Tenter maintenant de dérégler l’organigramme de la phrase. Va-t-on enfin l’apprivoiser ou bien restera-t-on à ce stade stérile et frustrant de la tentative ? Affronter à nouveau l’obstacle, peut-être en racontant enfin ce que mes yeux burent littéralement un soir, ou le choc primal de cette jambe en relief, gainée d’un bas rose pâle et chaussée d’un escarpin à l’impérieux talon. Que dire (blanc) d’autre ? Que c’est l’exacerbation d’une féminité pleine et assumée, violente, et, je le pressentis, aussitôt, intensément dangereuse, que je rencontrai, dans l’anonymat devenu trouble d’un musée.

Chair sculptée plutôt que sculpture de chair. L’enfant encore en moi éprouva l’envie incongrue de croquer un morceau de cette meringue de cire offerte « vénéneusement » à mon regard.

Histoires et farces noires. Chorégraphies cinétiques, « actées » par des jambes dont on pressent qu’elles annoncent le danger. Ces jambes, anonymement érotiques, antichambres de chairs nerveuses qui disent le précipice délicieux.
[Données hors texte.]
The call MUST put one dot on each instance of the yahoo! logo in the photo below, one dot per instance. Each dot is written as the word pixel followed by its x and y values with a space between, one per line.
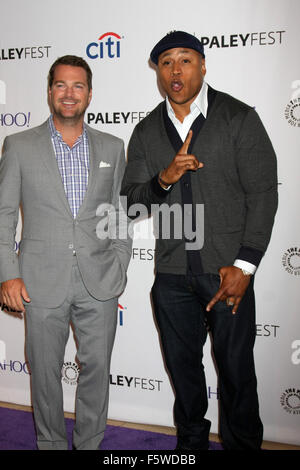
pixel 108 46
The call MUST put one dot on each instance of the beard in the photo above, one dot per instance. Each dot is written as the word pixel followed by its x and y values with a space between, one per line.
pixel 68 117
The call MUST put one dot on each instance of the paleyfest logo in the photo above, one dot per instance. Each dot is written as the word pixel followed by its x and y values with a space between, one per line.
pixel 109 46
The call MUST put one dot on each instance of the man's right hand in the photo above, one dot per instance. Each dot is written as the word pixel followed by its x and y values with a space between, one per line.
pixel 13 293
pixel 181 163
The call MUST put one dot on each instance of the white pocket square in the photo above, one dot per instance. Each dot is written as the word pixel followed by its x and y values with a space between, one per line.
pixel 104 164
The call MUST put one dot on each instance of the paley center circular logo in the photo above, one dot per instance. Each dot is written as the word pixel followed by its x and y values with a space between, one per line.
pixel 291 261
pixel 70 373
pixel 290 401
pixel 292 110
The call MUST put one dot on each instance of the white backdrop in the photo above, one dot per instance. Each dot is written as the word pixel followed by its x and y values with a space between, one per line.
pixel 252 52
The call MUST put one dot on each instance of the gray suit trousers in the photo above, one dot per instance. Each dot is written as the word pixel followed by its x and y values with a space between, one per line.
pixel 47 332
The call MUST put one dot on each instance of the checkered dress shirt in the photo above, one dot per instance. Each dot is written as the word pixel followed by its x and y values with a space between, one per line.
pixel 73 165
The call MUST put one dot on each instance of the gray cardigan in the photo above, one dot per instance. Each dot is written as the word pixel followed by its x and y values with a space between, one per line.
pixel 237 185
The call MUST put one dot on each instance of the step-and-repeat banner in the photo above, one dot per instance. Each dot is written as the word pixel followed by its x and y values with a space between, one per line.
pixel 252 53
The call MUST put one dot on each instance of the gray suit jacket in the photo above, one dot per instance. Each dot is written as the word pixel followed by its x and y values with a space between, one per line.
pixel 29 176
pixel 237 185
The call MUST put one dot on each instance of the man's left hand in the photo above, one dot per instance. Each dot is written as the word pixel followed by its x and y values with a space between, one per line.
pixel 232 287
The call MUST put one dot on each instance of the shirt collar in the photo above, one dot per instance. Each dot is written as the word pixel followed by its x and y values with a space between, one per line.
pixel 55 133
pixel 200 103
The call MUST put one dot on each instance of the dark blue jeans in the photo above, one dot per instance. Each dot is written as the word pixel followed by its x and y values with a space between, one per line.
pixel 180 310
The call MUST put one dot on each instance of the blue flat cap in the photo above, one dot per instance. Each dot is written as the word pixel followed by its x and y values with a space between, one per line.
pixel 176 39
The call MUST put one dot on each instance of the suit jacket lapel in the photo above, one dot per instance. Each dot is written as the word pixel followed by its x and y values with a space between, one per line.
pixel 95 150
pixel 45 149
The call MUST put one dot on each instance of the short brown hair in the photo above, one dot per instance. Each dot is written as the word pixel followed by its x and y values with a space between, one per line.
pixel 75 62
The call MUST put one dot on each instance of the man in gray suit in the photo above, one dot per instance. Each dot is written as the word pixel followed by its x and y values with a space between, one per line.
pixel 205 280
pixel 65 175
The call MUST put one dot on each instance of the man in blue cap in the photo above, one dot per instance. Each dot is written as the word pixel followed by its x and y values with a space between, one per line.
pixel 204 148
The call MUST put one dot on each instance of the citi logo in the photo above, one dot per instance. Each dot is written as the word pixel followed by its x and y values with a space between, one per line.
pixel 109 46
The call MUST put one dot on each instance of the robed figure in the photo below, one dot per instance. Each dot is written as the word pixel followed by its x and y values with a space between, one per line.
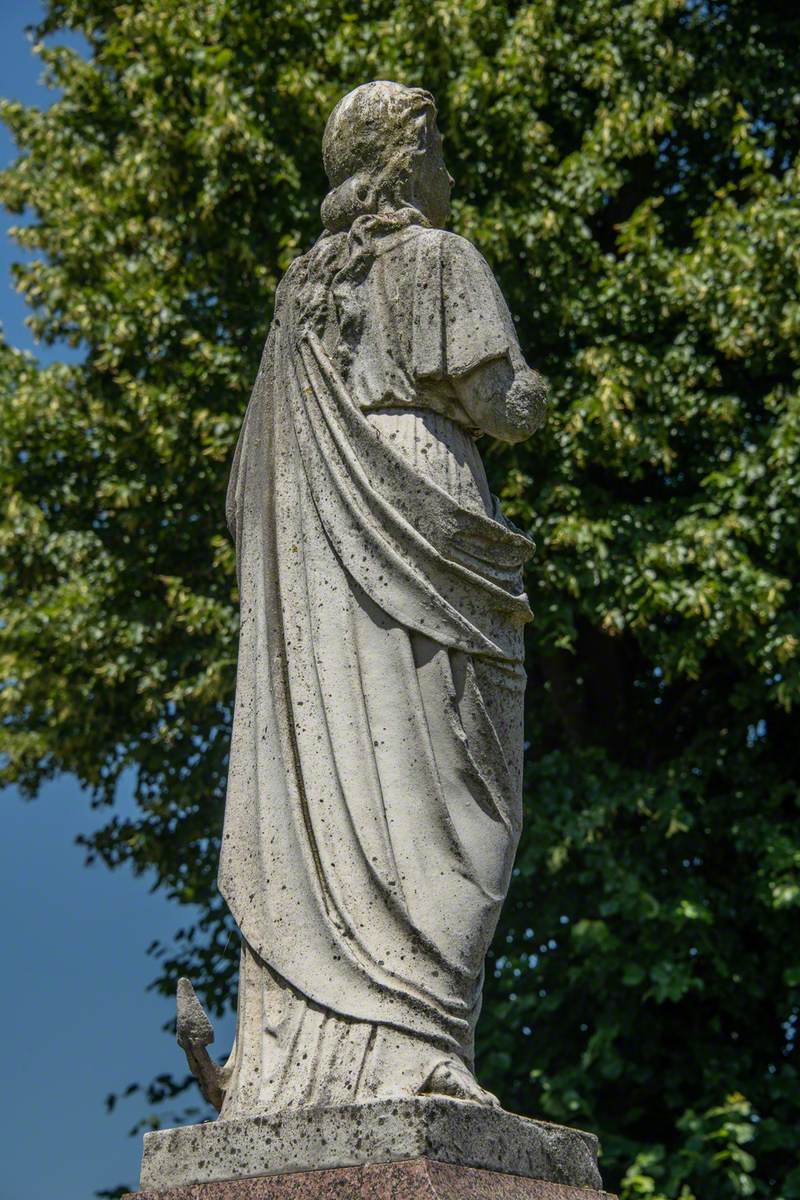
pixel 373 802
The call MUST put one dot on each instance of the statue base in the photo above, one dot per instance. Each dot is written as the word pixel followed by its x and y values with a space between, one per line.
pixel 420 1179
pixel 221 1159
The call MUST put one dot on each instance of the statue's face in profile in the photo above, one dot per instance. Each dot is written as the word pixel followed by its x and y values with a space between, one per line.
pixel 432 183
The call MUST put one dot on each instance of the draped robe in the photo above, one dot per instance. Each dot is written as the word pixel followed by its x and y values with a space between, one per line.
pixel 373 802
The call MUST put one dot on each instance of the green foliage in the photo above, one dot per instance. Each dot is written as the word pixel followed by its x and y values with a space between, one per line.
pixel 632 172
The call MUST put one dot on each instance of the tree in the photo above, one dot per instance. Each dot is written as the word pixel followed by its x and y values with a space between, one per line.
pixel 632 172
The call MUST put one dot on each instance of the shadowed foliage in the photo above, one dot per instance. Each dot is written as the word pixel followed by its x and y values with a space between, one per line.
pixel 631 172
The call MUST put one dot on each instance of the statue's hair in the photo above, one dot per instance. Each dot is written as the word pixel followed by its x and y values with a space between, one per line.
pixel 371 142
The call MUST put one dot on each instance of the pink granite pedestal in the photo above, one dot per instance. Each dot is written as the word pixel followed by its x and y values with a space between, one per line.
pixel 420 1179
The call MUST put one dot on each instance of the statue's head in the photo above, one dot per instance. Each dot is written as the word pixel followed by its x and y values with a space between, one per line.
pixel 383 151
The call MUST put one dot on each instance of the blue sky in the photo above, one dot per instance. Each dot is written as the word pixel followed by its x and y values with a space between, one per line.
pixel 77 1020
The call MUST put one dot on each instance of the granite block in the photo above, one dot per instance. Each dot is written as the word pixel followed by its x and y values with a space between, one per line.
pixel 437 1128
pixel 420 1179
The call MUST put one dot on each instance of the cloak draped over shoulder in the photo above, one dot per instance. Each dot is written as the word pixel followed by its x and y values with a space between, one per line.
pixel 374 787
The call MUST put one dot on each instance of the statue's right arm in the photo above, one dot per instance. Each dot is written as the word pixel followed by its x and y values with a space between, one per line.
pixel 504 399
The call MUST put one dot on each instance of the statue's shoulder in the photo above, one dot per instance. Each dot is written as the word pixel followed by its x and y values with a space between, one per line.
pixel 451 249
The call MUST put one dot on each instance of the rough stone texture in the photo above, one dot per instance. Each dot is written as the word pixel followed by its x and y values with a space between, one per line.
pixel 311 1139
pixel 410 1180
pixel 374 789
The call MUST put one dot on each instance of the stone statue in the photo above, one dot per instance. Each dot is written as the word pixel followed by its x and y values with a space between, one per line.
pixel 374 791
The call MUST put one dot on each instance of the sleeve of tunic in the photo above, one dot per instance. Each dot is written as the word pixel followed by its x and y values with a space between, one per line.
pixel 461 319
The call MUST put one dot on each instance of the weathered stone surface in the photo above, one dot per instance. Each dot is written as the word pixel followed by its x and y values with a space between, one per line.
pixel 374 790
pixel 445 1131
pixel 420 1179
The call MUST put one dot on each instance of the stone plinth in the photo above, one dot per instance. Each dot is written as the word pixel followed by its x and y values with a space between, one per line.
pixel 437 1128
pixel 420 1179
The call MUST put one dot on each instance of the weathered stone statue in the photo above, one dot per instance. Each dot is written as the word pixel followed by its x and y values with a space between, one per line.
pixel 373 802
pixel 374 793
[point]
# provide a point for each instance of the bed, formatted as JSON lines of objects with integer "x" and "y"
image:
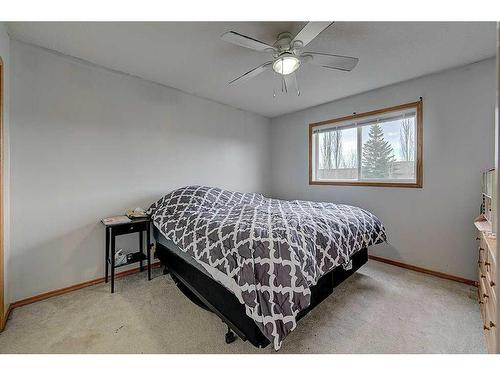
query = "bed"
{"x": 260, "y": 264}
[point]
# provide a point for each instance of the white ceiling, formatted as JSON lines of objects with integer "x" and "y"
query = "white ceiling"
{"x": 190, "y": 56}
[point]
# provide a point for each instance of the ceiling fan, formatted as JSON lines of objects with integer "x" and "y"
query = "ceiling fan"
{"x": 288, "y": 54}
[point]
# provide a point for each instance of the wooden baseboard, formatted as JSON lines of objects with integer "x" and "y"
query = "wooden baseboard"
{"x": 58, "y": 292}
{"x": 3, "y": 322}
{"x": 424, "y": 270}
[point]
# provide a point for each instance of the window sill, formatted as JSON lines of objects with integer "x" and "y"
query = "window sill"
{"x": 417, "y": 185}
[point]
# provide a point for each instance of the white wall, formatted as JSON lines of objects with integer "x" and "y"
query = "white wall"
{"x": 430, "y": 227}
{"x": 4, "y": 54}
{"x": 88, "y": 143}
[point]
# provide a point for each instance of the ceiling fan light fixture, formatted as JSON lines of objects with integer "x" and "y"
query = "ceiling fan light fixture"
{"x": 286, "y": 64}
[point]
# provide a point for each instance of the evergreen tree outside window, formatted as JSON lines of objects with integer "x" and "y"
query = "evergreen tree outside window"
{"x": 377, "y": 148}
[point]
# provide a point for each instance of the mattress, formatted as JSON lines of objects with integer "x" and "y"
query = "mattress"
{"x": 268, "y": 252}
{"x": 211, "y": 272}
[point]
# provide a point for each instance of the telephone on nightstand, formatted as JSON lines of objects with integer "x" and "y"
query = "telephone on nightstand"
{"x": 136, "y": 213}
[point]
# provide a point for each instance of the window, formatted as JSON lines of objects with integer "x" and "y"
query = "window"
{"x": 377, "y": 148}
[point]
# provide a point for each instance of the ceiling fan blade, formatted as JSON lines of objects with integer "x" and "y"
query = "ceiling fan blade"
{"x": 345, "y": 63}
{"x": 252, "y": 73}
{"x": 310, "y": 31}
{"x": 245, "y": 41}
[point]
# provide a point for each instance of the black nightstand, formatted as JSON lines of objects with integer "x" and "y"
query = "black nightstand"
{"x": 135, "y": 226}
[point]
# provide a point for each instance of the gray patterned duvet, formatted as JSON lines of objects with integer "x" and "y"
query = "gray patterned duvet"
{"x": 268, "y": 251}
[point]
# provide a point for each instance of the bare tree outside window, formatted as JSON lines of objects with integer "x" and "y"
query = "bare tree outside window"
{"x": 331, "y": 150}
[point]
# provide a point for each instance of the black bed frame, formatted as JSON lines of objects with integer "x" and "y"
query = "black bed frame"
{"x": 211, "y": 295}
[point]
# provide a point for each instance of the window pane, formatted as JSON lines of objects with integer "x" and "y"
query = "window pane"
{"x": 388, "y": 150}
{"x": 337, "y": 155}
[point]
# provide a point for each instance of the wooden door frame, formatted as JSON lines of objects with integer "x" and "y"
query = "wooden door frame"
{"x": 2, "y": 284}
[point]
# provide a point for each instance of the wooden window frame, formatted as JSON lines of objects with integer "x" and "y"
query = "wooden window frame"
{"x": 419, "y": 147}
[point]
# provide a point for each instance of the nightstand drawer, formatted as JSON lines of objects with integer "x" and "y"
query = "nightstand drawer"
{"x": 130, "y": 228}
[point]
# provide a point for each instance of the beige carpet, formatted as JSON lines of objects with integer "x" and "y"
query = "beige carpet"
{"x": 380, "y": 309}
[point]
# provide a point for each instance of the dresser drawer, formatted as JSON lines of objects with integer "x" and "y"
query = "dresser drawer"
{"x": 130, "y": 228}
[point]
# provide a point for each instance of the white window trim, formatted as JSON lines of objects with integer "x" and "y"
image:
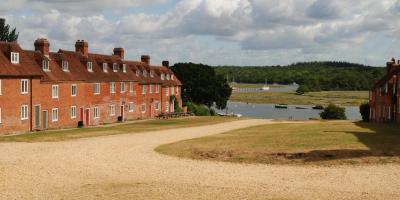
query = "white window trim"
{"x": 73, "y": 114}
{"x": 54, "y": 118}
{"x": 53, "y": 95}
{"x": 23, "y": 81}
{"x": 76, "y": 90}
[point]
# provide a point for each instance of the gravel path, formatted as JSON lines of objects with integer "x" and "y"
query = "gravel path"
{"x": 126, "y": 167}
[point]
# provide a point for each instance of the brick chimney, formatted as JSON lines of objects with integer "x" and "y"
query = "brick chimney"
{"x": 146, "y": 59}
{"x": 119, "y": 52}
{"x": 42, "y": 45}
{"x": 165, "y": 63}
{"x": 82, "y": 47}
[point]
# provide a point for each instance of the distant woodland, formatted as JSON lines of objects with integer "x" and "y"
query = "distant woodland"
{"x": 312, "y": 76}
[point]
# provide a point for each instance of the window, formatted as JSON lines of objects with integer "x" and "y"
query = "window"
{"x": 24, "y": 112}
{"x": 130, "y": 87}
{"x": 74, "y": 90}
{"x": 96, "y": 112}
{"x": 73, "y": 112}
{"x": 105, "y": 67}
{"x": 96, "y": 88}
{"x": 24, "y": 86}
{"x": 143, "y": 107}
{"x": 144, "y": 89}
{"x": 54, "y": 91}
{"x": 112, "y": 87}
{"x": 115, "y": 67}
{"x": 122, "y": 87}
{"x": 64, "y": 65}
{"x": 112, "y": 110}
{"x": 151, "y": 89}
{"x": 89, "y": 65}
{"x": 156, "y": 105}
{"x": 54, "y": 114}
{"x": 46, "y": 65}
{"x": 14, "y": 58}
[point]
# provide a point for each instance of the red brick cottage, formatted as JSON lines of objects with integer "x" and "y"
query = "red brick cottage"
{"x": 42, "y": 90}
{"x": 384, "y": 97}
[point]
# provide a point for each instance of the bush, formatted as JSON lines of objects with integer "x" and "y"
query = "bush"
{"x": 333, "y": 112}
{"x": 364, "y": 111}
{"x": 198, "y": 110}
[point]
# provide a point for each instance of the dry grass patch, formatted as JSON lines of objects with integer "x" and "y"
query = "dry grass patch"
{"x": 326, "y": 143}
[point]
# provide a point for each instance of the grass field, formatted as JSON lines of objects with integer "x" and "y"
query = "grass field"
{"x": 343, "y": 98}
{"x": 319, "y": 143}
{"x": 135, "y": 127}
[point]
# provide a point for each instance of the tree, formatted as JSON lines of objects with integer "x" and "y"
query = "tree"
{"x": 333, "y": 112}
{"x": 5, "y": 33}
{"x": 201, "y": 85}
{"x": 364, "y": 111}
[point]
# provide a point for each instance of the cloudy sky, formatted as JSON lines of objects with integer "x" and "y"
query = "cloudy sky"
{"x": 216, "y": 32}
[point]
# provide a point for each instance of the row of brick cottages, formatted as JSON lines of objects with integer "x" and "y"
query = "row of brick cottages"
{"x": 47, "y": 90}
{"x": 384, "y": 97}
La peau. « La Peau » de Malaparte.

J’ai, obstinément gravé en moi, ce passage d’une crudité elliptique dans lequel l’auteur italien évoque un simulacre de séduction des prostituées napolitaines, lesquelles ouvrent et referment rapidement leurs jambes telles des « pattes de crabe » sur l’animal prêt à mordre qu’elles referment en elles.